The House of Bruce
While John Balliol had been King – his strongest competition for the throne, Robert the Bruce became a Guardian of Scotland in 1298 alongside another rival for the throne John Comyn, and William Lamberton, Bishop of St. Andrews. Bruce resigned as guardian in 1300 due in part to his quarrels with Comyn but chiefly because the restoration of King John seemed imminent. In 1302, he submitted to Edward I and returned to “the king’s peace”. When his father died in 1304, Bruce inherited his family’s claim to the throne. In February 1306, following an argument during a meeting at Greyfriars monastery, Dumfries, Bruce killed Comyn. He was excommunicated by the Pope but absolved by Robert Wishart, Bishop of Glasgow.

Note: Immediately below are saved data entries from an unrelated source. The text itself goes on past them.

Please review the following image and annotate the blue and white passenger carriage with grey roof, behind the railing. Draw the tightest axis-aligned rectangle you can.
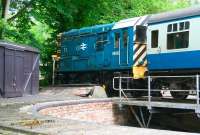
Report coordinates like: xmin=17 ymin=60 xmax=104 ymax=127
xmin=147 ymin=8 xmax=200 ymax=98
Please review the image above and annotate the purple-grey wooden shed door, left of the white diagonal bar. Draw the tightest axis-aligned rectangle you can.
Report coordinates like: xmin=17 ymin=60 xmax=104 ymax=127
xmin=4 ymin=49 xmax=23 ymax=97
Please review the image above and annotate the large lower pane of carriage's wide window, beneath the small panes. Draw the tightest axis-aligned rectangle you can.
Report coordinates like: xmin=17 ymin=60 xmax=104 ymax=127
xmin=167 ymin=31 xmax=189 ymax=49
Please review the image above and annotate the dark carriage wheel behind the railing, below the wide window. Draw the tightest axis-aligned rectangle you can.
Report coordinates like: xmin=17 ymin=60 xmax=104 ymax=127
xmin=170 ymin=83 xmax=189 ymax=99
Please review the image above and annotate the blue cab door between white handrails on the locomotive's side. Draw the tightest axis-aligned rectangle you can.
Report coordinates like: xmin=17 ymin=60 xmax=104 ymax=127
xmin=119 ymin=29 xmax=129 ymax=65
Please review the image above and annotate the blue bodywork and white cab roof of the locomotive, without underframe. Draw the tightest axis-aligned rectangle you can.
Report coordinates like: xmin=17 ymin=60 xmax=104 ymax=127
xmin=60 ymin=17 xmax=146 ymax=72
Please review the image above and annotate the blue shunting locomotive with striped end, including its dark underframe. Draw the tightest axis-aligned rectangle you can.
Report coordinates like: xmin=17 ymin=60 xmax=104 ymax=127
xmin=59 ymin=16 xmax=148 ymax=94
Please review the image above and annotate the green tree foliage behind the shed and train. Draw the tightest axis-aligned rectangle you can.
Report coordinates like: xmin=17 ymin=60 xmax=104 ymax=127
xmin=0 ymin=0 xmax=190 ymax=85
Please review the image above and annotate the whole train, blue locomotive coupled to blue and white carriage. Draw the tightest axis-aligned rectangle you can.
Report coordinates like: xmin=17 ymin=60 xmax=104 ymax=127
xmin=60 ymin=8 xmax=200 ymax=98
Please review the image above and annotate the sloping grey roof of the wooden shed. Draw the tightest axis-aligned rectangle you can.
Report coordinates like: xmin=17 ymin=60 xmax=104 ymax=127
xmin=0 ymin=40 xmax=39 ymax=53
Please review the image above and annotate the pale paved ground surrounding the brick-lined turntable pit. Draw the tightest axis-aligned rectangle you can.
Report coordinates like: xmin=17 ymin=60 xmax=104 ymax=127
xmin=0 ymin=87 xmax=199 ymax=135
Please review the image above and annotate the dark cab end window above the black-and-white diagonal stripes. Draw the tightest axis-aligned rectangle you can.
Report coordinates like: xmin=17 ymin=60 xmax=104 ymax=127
xmin=135 ymin=25 xmax=147 ymax=43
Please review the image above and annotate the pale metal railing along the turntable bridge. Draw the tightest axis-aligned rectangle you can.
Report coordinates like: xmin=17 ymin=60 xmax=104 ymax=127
xmin=113 ymin=74 xmax=200 ymax=114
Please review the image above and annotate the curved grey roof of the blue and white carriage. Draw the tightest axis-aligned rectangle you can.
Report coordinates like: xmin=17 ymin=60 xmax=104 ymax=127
xmin=148 ymin=7 xmax=200 ymax=24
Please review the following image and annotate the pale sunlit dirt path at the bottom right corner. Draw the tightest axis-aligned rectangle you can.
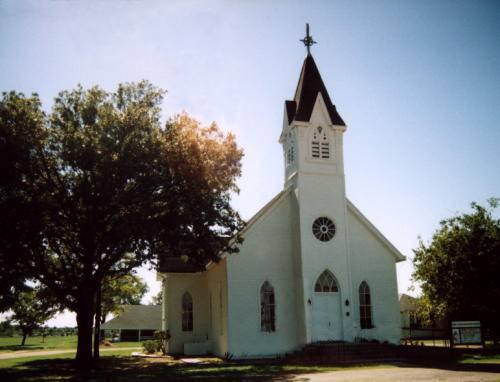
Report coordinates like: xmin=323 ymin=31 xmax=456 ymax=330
xmin=292 ymin=367 xmax=500 ymax=382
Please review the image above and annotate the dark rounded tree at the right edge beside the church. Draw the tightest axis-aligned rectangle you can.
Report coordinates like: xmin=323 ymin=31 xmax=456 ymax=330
xmin=413 ymin=199 xmax=500 ymax=338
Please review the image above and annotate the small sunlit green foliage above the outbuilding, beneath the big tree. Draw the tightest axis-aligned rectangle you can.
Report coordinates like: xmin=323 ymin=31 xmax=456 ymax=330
xmin=101 ymin=272 xmax=149 ymax=322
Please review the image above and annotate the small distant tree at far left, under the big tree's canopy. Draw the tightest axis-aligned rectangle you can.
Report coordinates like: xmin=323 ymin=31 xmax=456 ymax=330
xmin=10 ymin=287 xmax=58 ymax=346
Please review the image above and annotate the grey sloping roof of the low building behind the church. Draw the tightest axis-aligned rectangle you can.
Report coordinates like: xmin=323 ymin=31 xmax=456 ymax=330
xmin=101 ymin=305 xmax=161 ymax=330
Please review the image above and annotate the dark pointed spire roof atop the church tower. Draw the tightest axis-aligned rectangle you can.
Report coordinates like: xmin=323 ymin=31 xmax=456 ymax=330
xmin=285 ymin=54 xmax=345 ymax=126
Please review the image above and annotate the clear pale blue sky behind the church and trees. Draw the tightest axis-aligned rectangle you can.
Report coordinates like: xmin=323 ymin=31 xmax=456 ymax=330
xmin=0 ymin=0 xmax=500 ymax=325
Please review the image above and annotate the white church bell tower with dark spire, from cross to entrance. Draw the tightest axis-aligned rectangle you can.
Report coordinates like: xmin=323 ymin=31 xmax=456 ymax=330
xmin=280 ymin=26 xmax=353 ymax=343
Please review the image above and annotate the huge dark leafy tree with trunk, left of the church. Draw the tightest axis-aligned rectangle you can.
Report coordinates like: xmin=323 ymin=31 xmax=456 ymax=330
xmin=0 ymin=82 xmax=242 ymax=366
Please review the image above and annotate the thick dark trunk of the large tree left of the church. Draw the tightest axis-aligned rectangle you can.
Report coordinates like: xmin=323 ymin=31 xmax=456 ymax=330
xmin=76 ymin=291 xmax=94 ymax=369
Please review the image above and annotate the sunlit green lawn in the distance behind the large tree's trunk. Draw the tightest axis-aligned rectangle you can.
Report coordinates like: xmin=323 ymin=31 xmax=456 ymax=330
xmin=0 ymin=336 xmax=142 ymax=353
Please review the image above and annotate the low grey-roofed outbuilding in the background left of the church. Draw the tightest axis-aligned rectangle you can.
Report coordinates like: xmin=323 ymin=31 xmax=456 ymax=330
xmin=101 ymin=305 xmax=161 ymax=341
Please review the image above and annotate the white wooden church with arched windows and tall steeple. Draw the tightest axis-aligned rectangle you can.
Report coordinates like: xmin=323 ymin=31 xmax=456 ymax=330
xmin=158 ymin=36 xmax=405 ymax=358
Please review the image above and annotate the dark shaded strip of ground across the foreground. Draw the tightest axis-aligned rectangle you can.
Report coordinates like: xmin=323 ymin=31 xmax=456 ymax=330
xmin=0 ymin=356 xmax=500 ymax=382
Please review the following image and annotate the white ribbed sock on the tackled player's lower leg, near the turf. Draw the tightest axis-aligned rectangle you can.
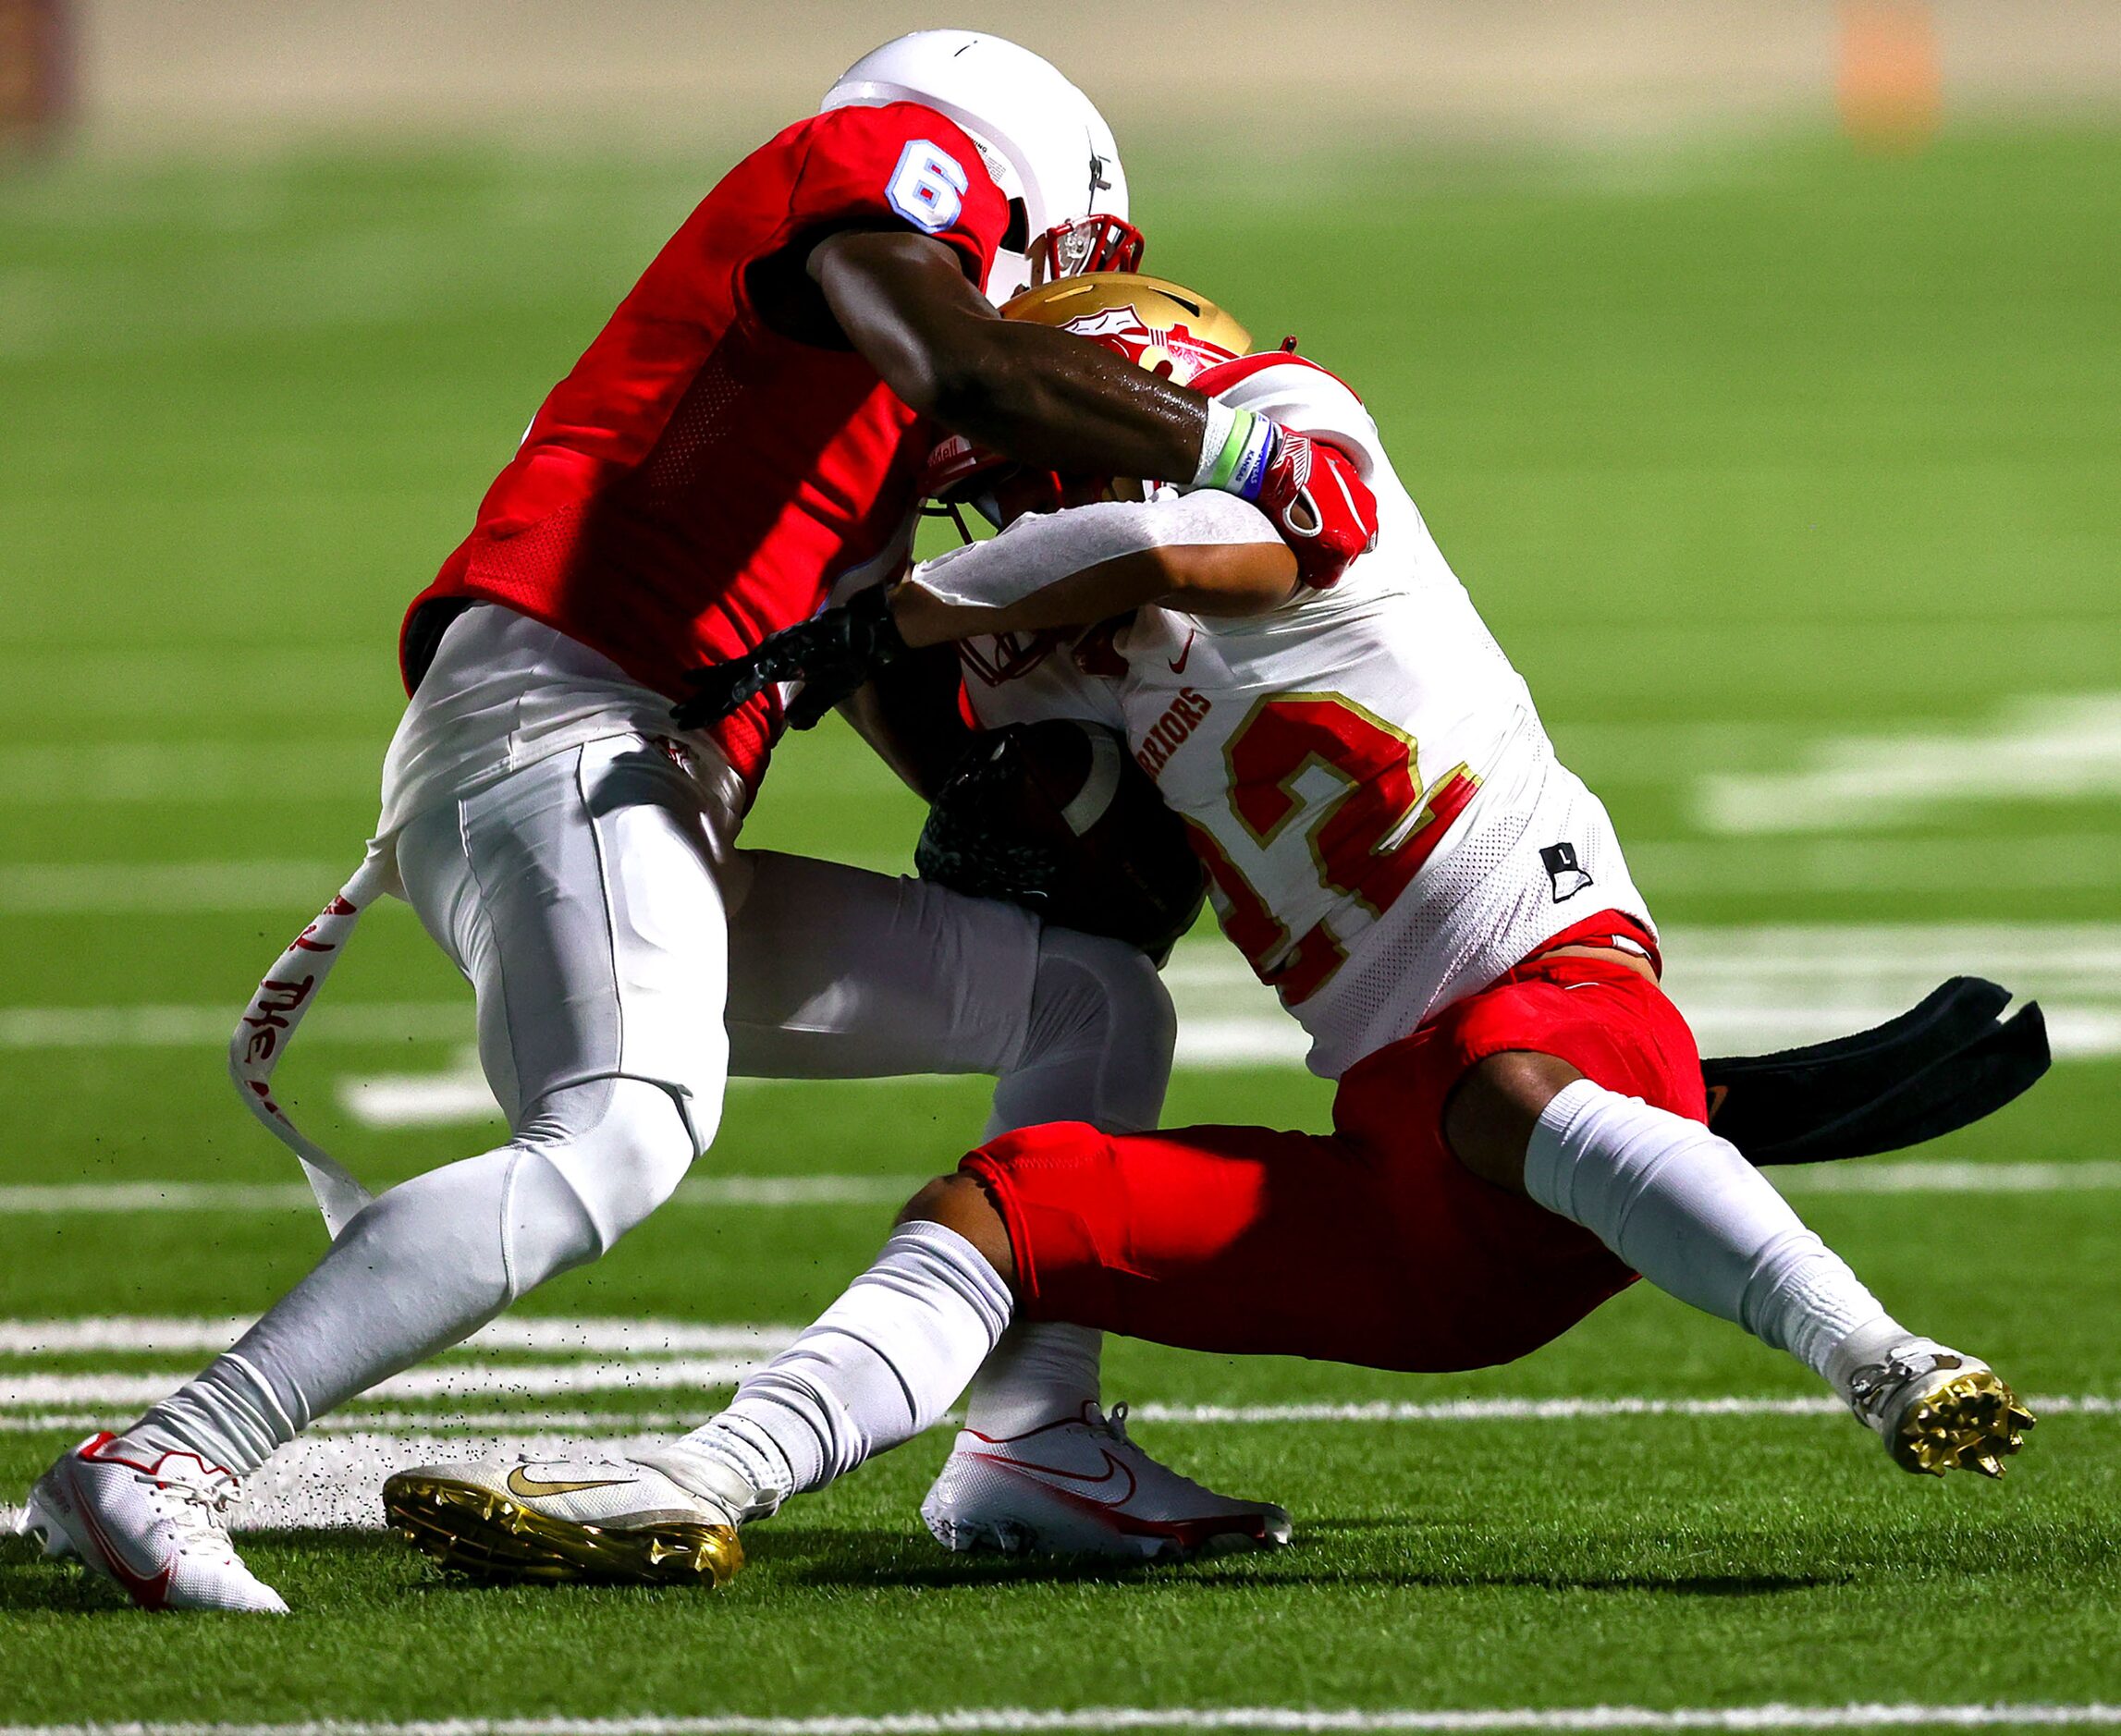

Bruce moved quickly to seize the throne and was crowned king of Scots on 25 March 1306, at Scone. He was to go onto lead the fight for Scottish independence against Edward I of England. Battles were lost and Bruce’s army were defeated. Bruce was forced into hiding. He returned in 1307 to defeat the English at Loudon Hill.
n 1309 Bruce held his first parliament at St Andrews. There were a series of Military victories and gained control of much of Scotland. At the Battle of Bannockburn in June 1314, Bruce was victorious this marked a significant turning point in Scottish history. Afterwards Bruce and his army launched devastating raids on Northern England. His younger brother was also sent to invade Ireland.
After Balliol’s reign and the ragman rolls the English King, now Edward II was refusing to give up his claim on the overlordship of Scotland. In 1320, the Scottish magnates and nobles submitted The Declaration of Arbroath to Pope John XXII, declaring Bruce as their rightful monarch and asserting Scotland’s status as an independent kingdom. In 1324, the Pope recognised Bruce as king of an independent Scotland.
The crown passed from Robert the Bruce to his only surviving son, who was born in 1324 when Bruce was aged 50. David was only 5 years old when his father died. The young boy was already married, at the age of four he was married to Joan, sister of Edward III of England, she was an older lady at 7 years old. On Bruces death the young boy was crowned holding a sceptre that was specially made for him.
David II was King of Scotland from 7 June 1329 to 22 February 1371. His succession to the throne caused immediate problems. The English had been quite happy to be paid 20,000 marks under the terms of the Treaty of Edinburgh & Northampton, but they then started questioning whether the other terms were enforceable given Edward III’s age at the time the treaty was signed. They refused to return the Stone of Destiny to the Scots as provided for under the treaty. More importantly, Edward III, decided to support the claim of Edward Balliol, the eldest son of John Balliol to the Scottish crown in preference to the claim of David II.
With English support Balliol invaded Scotland, and defeated the Scots at the Battle of Dupplin in Perthshire on 12 August 1332. He was made King of Scots at Scone on 24 September. In July 1333 Balliol and his English supporters were again victorious, this time at the battle of Haildon Hill. David and Joanna fled to Dumbarton Castle, en route to refuge in France. During much of David’s absence the struggle between the Guardian of Scotland, Sir Andrew Murray, acting on David’s behalf, and John Balliol supported by Edward III, flowed backwards and forwards. Balliol was only finally chased from the country by Sir Andrew Murray in 1337, when he found Edward III more interested in war with France than in yet another invasion of Scotland in support of Balliol’s claim to the throne.
David returned to Scotland in June 1341, and took personal control of the country. In 1346 he invaded England in support of France. David lost the Battle of Neville’s Cross on 17 October 1346 and was taken prisoner. He was to remain a fairly comfortably kept captive in England for eleven years, until the Treaty of Berwick was agreed in October 1357. This allowed David to return to Scotland in exchange for a vast ransom of 100,000 marks, payable in instalments. David had probably acknowledged Edward III as his feudal superior while in captivity, thus undoing his father’s main achievement.
The Scots was able to pay a number of instalments of the ransom through heavy taxation of an already fragile economy, but David caused rebellion at home when he offered to name King Edward III or one of his sons the heir to the Scottish throne in return for writing off the debt. It seems likely that David continued secret negotiations with Edward to have Lionel, Duke of Clarence, declared his heir: and meanwhile there are suggestions he was using taxes raised to pay his ransom for his own purposes.
David died, without an heir, on 22 February 1371 in Edinburgh Castle.